# Hot water coming out of cold side



## Eric K (Nov 24, 2005)

Working in a house that has 4 bathrooms on upper floor of house. Bathroom 4 which is far away from other bathrooms is fine. Bathroom 3 get the hot the worst, scalding hot out of the hot side, bathroom 2 gets just warm water out of the cold, and the master will get luke warm then cold. Bathroom 2 - 3 go from being hot/warm to cold then back to hot/warm. But when the master shower is turned on there is no hot water at all in bathroom 3 but is fine in other bathrooms. We have had the boiler system replumbed to be isolated and a swing check put on the hot water tanks. The plumber seems to think it could be the master shower mixing valve, but the only way to access it is to remove marble tile. Before I go pulling tile I wanted to get some opinions on this. Thanks


----------



## willworkforbeer (Mar 7, 2009)

I ran into something similar on a old two building motel, cant remember how I fixed it though. You could have had a circular hot system at one point on that system, maybe that got tied into the cold, sorry thats all I got.


----------



## Leo G (May 12, 2005)

You have to look at areas that combine the hot and cold. A tempering valve, a shower valve like you mentioned are normal culprits. When something like a washer or an isolation membrane breaks it can let the two waters mingle resulting in a warm water in the cold water situation. 

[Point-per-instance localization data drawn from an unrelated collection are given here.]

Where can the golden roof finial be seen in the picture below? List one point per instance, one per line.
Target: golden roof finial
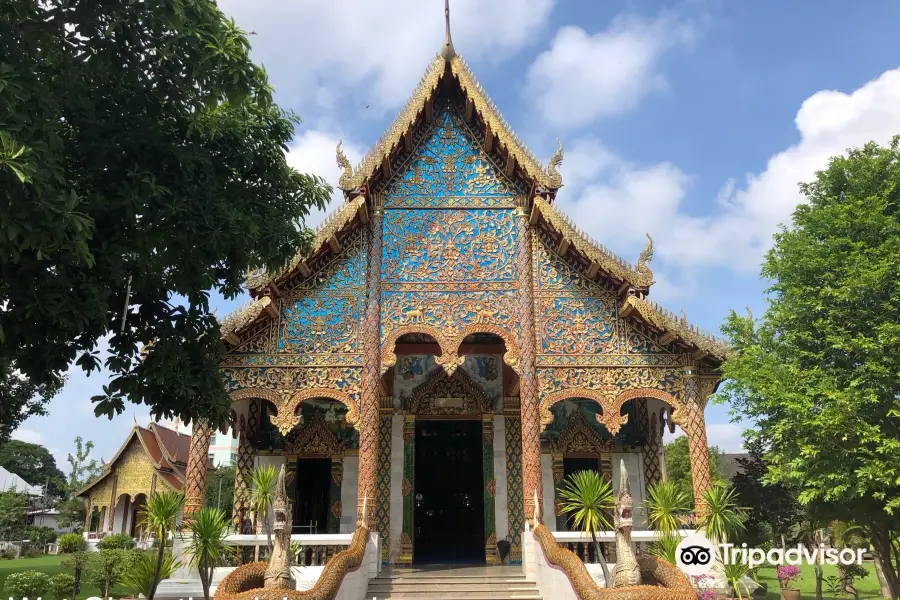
(448, 52)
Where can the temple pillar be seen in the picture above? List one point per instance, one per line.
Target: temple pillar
(490, 489)
(196, 471)
(558, 474)
(87, 513)
(651, 453)
(696, 392)
(111, 513)
(243, 468)
(334, 494)
(528, 384)
(371, 375)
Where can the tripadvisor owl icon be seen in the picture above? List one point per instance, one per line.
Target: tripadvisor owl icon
(695, 555)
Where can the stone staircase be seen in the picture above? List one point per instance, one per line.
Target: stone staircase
(452, 583)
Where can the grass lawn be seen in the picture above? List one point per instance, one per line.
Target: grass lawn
(50, 564)
(867, 587)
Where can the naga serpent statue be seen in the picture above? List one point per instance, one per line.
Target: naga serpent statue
(273, 581)
(635, 576)
(278, 574)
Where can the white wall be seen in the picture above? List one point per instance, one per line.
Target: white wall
(501, 497)
(396, 499)
(634, 466)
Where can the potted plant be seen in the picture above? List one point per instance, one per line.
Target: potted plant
(787, 575)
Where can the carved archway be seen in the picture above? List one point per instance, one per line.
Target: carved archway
(510, 357)
(446, 359)
(440, 384)
(286, 417)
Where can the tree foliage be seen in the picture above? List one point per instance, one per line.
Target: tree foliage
(82, 469)
(222, 478)
(142, 166)
(34, 464)
(820, 372)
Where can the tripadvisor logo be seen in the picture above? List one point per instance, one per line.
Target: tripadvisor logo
(695, 555)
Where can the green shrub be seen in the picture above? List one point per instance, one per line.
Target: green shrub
(70, 542)
(62, 586)
(40, 535)
(30, 584)
(139, 575)
(117, 541)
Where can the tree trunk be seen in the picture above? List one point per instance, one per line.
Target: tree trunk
(159, 557)
(882, 580)
(607, 580)
(817, 567)
(205, 576)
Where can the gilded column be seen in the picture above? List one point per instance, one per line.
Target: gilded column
(247, 427)
(111, 514)
(528, 386)
(87, 513)
(368, 409)
(651, 453)
(334, 494)
(195, 474)
(696, 392)
(558, 475)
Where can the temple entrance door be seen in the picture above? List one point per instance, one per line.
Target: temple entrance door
(313, 488)
(449, 494)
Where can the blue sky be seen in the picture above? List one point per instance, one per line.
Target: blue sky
(691, 120)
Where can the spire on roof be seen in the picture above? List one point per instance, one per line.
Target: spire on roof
(448, 52)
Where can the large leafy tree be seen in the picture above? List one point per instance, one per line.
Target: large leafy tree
(83, 469)
(820, 371)
(34, 464)
(141, 166)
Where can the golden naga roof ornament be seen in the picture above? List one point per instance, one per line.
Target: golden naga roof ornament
(645, 257)
(343, 163)
(555, 161)
(448, 51)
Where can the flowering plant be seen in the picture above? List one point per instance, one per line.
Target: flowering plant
(786, 575)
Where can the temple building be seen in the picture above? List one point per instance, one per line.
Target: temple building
(452, 346)
(151, 458)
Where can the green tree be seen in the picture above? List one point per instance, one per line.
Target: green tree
(19, 396)
(678, 465)
(159, 515)
(82, 470)
(587, 498)
(262, 493)
(221, 479)
(34, 464)
(71, 513)
(770, 507)
(142, 167)
(819, 373)
(207, 547)
(13, 506)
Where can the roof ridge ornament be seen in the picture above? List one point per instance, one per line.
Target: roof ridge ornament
(448, 51)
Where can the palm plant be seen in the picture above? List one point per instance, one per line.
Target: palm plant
(723, 518)
(159, 516)
(587, 498)
(262, 486)
(207, 548)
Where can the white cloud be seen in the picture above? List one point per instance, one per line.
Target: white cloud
(617, 202)
(314, 152)
(378, 49)
(728, 437)
(24, 434)
(584, 77)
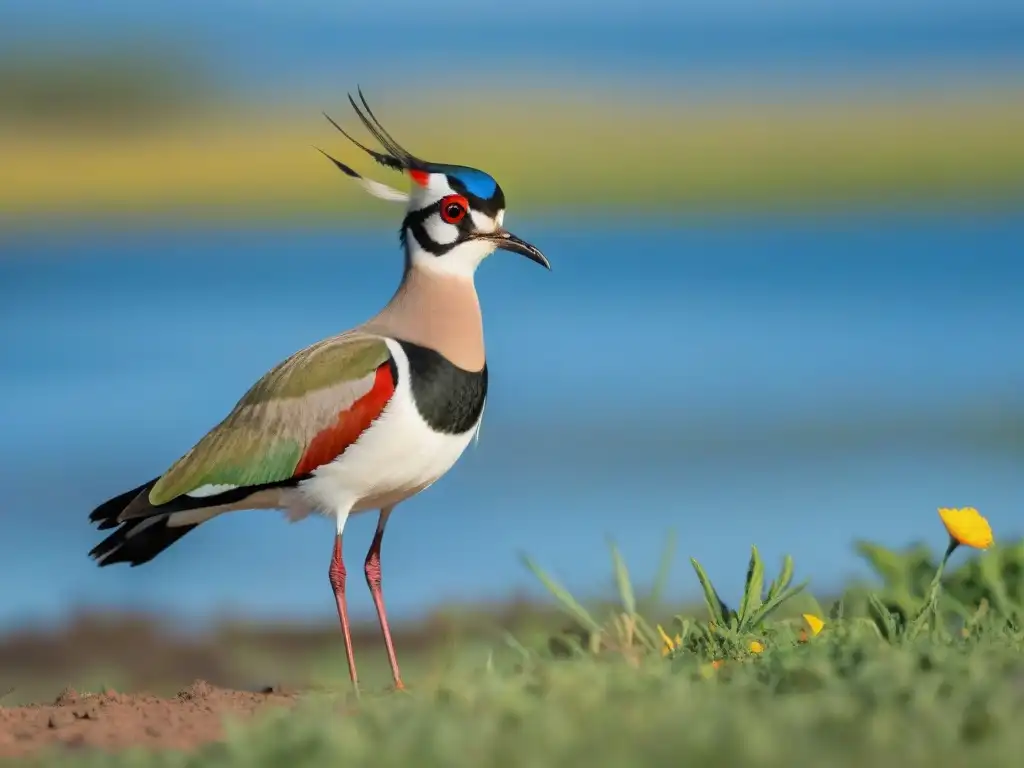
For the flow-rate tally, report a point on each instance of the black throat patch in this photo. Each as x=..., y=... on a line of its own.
x=449, y=398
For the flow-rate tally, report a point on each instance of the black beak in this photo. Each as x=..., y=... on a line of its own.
x=508, y=242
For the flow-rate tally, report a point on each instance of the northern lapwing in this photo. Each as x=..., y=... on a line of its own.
x=363, y=420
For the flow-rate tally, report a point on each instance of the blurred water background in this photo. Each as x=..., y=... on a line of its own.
x=796, y=377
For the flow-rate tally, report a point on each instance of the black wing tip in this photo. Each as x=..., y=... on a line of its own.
x=107, y=513
x=139, y=548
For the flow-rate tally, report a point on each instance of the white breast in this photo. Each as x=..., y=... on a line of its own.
x=395, y=458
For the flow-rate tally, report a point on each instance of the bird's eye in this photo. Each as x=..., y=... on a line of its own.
x=454, y=209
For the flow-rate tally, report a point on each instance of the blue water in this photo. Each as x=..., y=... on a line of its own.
x=791, y=383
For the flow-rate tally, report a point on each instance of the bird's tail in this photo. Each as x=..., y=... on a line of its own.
x=136, y=541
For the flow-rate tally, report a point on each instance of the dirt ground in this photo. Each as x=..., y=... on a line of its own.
x=114, y=721
x=239, y=670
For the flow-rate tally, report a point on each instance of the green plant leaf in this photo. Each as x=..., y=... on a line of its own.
x=753, y=588
x=664, y=566
x=712, y=599
x=772, y=604
x=565, y=600
x=882, y=614
x=623, y=581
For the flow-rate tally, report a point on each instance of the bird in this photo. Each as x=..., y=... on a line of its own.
x=360, y=421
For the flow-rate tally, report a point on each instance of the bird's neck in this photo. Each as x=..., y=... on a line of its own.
x=438, y=311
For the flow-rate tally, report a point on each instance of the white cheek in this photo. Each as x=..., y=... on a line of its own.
x=439, y=230
x=482, y=222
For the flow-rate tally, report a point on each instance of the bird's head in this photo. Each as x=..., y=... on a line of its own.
x=455, y=214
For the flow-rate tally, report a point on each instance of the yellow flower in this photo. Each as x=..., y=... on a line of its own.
x=814, y=624
x=966, y=526
x=670, y=644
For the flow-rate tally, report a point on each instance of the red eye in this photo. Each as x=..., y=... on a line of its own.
x=454, y=208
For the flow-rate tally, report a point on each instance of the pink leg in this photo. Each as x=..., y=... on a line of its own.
x=337, y=576
x=373, y=569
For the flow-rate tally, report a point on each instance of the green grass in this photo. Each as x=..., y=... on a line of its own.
x=936, y=683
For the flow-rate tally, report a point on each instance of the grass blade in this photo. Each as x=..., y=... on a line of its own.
x=567, y=602
x=715, y=603
x=772, y=604
x=753, y=588
x=623, y=580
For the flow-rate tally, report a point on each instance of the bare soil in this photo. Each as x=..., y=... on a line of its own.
x=116, y=721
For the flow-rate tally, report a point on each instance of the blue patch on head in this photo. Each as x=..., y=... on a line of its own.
x=476, y=182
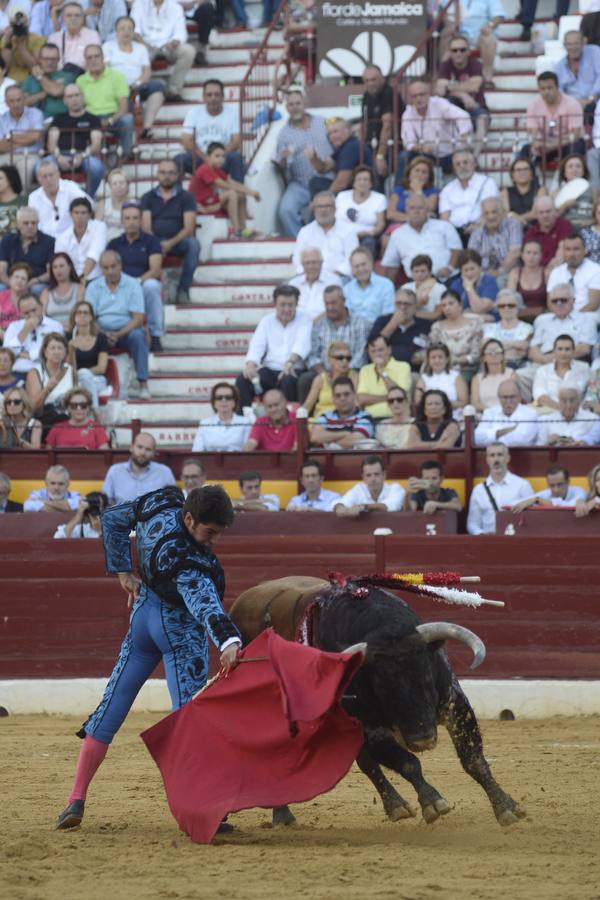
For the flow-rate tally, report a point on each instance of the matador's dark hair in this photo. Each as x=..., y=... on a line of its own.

If you have re-plumbed the system it sounds like it would be likely that the shower valve in question is cross contaminating the cold water. Look for tempering valves on the toilets, occasionally they are put there to prevent condensation from forming on the holding tanks for the water closet. Good luck in you hunt.


----------



## BigReds (Feb 27, 2009)

do those washrooms have automatic sensors for faucets? If so they also have a mixing valve which crap out (especially DELTA faucets). When those mixing valves go outta wack, the hole line is effected.


----------



## mrmike (Dec 9, 2008)

You didn't state if this is a recently built house, whether the fixtures were just installed and not used yet ? .............If this is the case, bathroom 2 shower cartridge was probably put back in upside down, after they installed the valve. If they are new the other valves probably just need adjusting of the mixer, which sometimes takes alot of effort to get them just right.


----------



## Ron The Plumber (Oct 10, 2006)

Start replacing the cartridges in the mixing valves, start with the shower, this is very common problem if you have Moen fixtures.


----------



## Eric K (Nov 24, 2005)

Thanks for all the replies. To answer some of the questions all the faucets are newer Jado's, and the plumber had just replaced all the cartrages (sp) in them because they have very minor drips. The master shower was put in approx. 7-8years ago. The house is approx. 80years old. I think I will have the plumber get into the master shower mixing valve first, just going to a pita as there is no replacement marble on site. Let the scavager hunt begin......


----------



## Leo G (May 12, 2005)

Replacing the cartridge shouldn't require any marble removal, just the escutcheon and some screws and a nut.


----------



## Eric K (Nov 24, 2005)

Hopefully, if we can figure out what brand the valve is. No name on trim plate. Hopefully some more investigation will find it. Like I said I am only trying to "prequalify" myself so I have some knowledge on this when I talk to the plumber and to confirm what he suggested (mixing valve) Thanks all! When we find the problem I will post an update.


----------



## Ron The Plumber (Oct 10, 2006)

Just because he said mixing valve, does not mean total replacement of it.


----------



## KillerToiletSpider (May 27, 2007)

Jado valves are relatively easy to repair, the parts cost a fortune though.


----------



## naptown CR (Feb 20, 2009)

This will happen a lot when remodeling and the plumber has set the new shower valve and caped off at the head and the valve is left on. It will allow water to mix across the hot and cold. If you have just put in a new valve and have it capped off at the shower head to leak test try turning off the stops if ti has them or removing the cap and making sure the valve is off.


----------



## The Coastal Craftsman (Jun 29, 2009)

Yep as some have said your normal culprits are mixing valves that are letting by. Just try and isolate all but one at a time and try and track back to where the faulty setup is. Also have you tested to make sure you have balanced hot and cold supply pressures. Are you on a pressurized system or a gravity system? This can also cause back pressure and push hot/cold back into the other feed.


----------